Drama do diretor norueguês Joaquim Trier, de 'A Pior Pessoa do Mundo', foi o mais aplaudido da 78ª edição do evento que encerra neste fim de semana

André Guerra - Enviado especial

Publicado: 22/05/2025 às 09:10

Filme vem sendo apontado como um dos fortes concorrentes ao próximo Oscar/NEON/Divulgação

Filme vem sendo apontado como um dos fortes concorrentes ao próximo Oscar (NEON/Divulgação)

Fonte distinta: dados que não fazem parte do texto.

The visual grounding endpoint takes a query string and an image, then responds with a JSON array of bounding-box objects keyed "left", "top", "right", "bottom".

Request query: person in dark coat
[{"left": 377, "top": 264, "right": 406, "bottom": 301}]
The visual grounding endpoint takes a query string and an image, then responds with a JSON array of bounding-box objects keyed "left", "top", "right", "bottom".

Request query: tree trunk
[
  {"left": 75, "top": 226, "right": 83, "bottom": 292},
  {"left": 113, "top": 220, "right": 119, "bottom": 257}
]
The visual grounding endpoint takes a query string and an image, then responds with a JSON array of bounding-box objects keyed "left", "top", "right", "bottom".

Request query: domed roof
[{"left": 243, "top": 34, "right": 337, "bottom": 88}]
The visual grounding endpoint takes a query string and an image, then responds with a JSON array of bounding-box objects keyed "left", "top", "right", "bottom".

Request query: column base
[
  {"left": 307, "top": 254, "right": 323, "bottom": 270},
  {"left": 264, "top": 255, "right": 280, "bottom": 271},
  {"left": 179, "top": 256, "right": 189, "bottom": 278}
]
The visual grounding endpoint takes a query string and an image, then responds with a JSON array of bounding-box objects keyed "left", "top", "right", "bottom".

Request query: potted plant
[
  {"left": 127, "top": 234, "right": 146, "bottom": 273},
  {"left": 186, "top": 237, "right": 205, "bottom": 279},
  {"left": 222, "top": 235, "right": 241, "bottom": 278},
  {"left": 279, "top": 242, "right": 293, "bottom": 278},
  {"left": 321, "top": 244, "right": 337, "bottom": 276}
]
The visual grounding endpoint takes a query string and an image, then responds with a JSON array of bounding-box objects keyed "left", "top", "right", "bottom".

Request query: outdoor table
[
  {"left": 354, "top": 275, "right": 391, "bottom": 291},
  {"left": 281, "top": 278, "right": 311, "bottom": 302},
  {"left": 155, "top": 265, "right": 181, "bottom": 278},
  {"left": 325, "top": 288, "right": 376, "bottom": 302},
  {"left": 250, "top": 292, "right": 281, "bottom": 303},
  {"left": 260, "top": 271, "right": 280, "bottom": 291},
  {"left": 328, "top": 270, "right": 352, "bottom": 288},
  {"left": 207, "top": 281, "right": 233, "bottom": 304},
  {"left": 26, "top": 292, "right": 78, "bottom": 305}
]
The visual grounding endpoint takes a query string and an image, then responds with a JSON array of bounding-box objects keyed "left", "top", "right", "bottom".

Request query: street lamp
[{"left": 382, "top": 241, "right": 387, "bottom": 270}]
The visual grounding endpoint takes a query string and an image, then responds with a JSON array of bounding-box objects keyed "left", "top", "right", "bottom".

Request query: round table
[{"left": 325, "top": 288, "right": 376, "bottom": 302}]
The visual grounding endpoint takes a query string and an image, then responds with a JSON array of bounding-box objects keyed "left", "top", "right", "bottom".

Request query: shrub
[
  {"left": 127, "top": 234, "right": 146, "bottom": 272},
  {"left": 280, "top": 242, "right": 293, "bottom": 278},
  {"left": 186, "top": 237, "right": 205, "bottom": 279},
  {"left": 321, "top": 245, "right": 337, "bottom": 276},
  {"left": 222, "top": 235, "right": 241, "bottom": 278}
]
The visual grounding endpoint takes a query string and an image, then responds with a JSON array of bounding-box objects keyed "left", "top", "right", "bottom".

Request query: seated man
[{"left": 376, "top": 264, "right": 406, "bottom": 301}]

Desde o anúncio da seleção oficial, uma das estreias mais antecipadas do Festival de Cannes 2025 era Sentimental Value, novo longa-metragem do diretor Joaquim Trier (do indicado ao Oscar A Pior Pessoa do Mundo). O que a imprensa dificilmente poderia prever é que este singelo drama metalinguístico cheio de senso de humor seria com folga o mais aplaudido filme do evento que começou no dia 13 e anunciará seus premiados neste sábado (24).

As reações apaixonadas ao filme são fáceis de compreender, já que ele une o que há de mais delicado e humano nos trabalhos recentes do cineasta norueguês com aquilo pelo qual a cinefilia mais cultiva apreço: a celebração da força unificadora do próprio cinema. E isso é apenas parte do que faz deste trabalho um dos mais fortes concorrentes à Palma de Ouro, além de boa aposta para a temporada de premiações de Hollywood.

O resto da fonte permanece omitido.